Ensure enough memory is allocated

In most instances, genotype data will be the main determinant of how much memory you should allocate to the JVM. In most cases, the amount of memory you should allocate for genotype data is at least:

(# taxa) * (# sites) * (1 byte)

For example, if you have genotype data consisting of 250 taxa and 3000 sites, this would be 750000 bytes or 0.75 megabytes (MB).

Prior issues and possible resolutions

Problems installing rJava on macOS with M1 CPU architecture

If you are running into issues with installing rJava using the newer Mac chip architecture, Oracle JDK currently (as of writing this) does not work. Consider an alternative JDK source such as OpenJDK or Azul JDK.

More detailed information about a possible workaround can be found in this Stack Overflow post.

Problems installing if you have both 32- and 64-bit architecture installed for R

If you are using a machine that has both architectures installed for R, you might run into problems pulling code using devtools.
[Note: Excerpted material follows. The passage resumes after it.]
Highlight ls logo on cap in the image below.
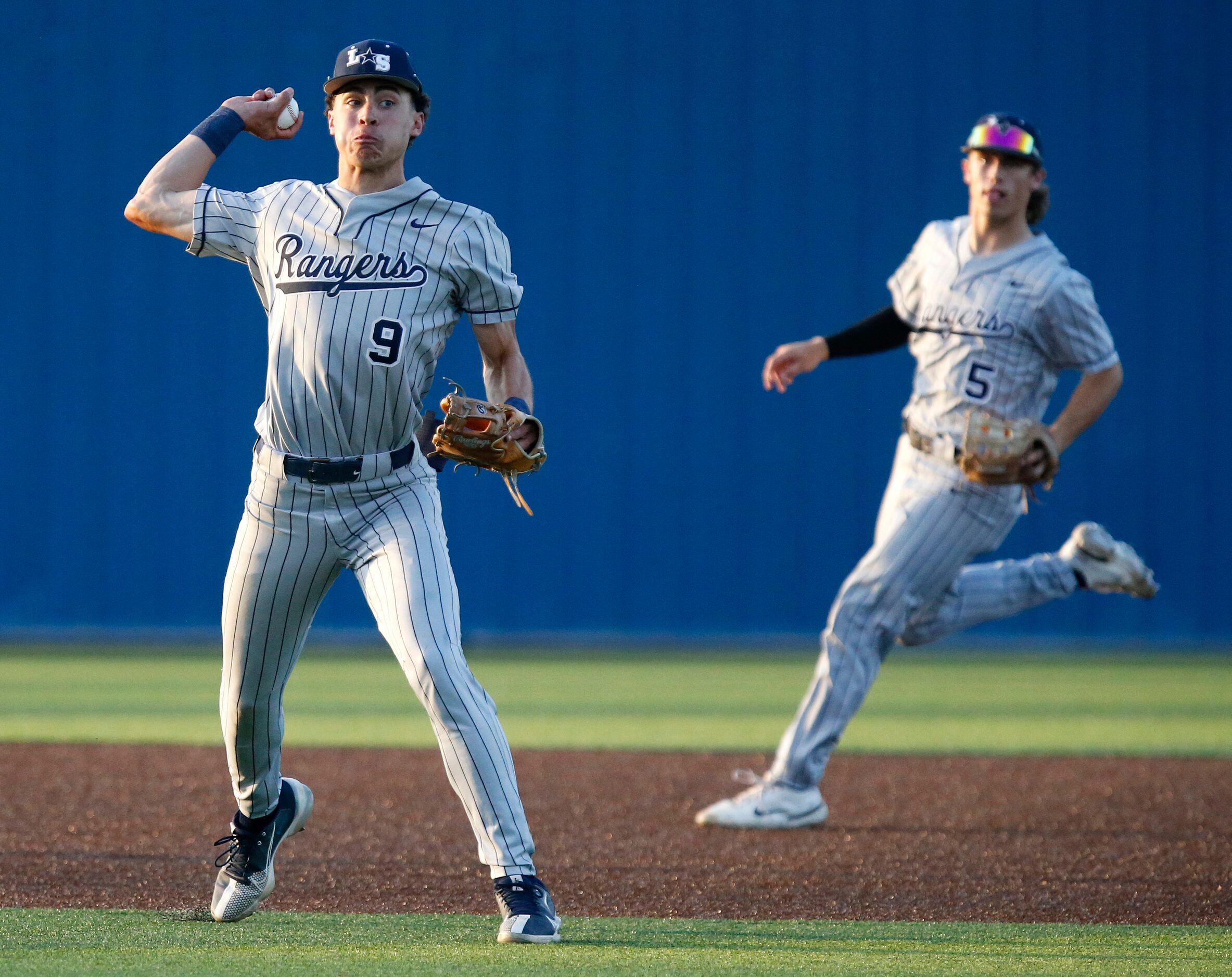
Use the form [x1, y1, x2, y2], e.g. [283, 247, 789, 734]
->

If this is the case, one solution would be to add the parameter --no-multiarch option in INSTALL_opts. This will force building the package for your currently running R version:

devtools::install_github(
    repo = "maize-genetics/rTASSEL",
    ref = "master",
    build_vignettes = FALSE,
    INSTALL_opts = "--no-multiarch"
)

Problems with rJava if you have upgraded Java

On macOS: if you previously had rJava working through RStudio, then you upgraded your Java and it now longer works, try the following:

At the command line type:

R CMD javareconf

Then check for a left over symbolic link via:

ls -ltr /usr/local/lib/libjvm.dylib

If the link exists, remove it, then create it fresh via these commands:

rm /usr/local/lib/libjvm.dylib
sudo ln -s $(/usr/libexec/java_home)/lib/server/libjvm.dylib /usr/local/lib

You should now be able to enter RStudio and setup rJava.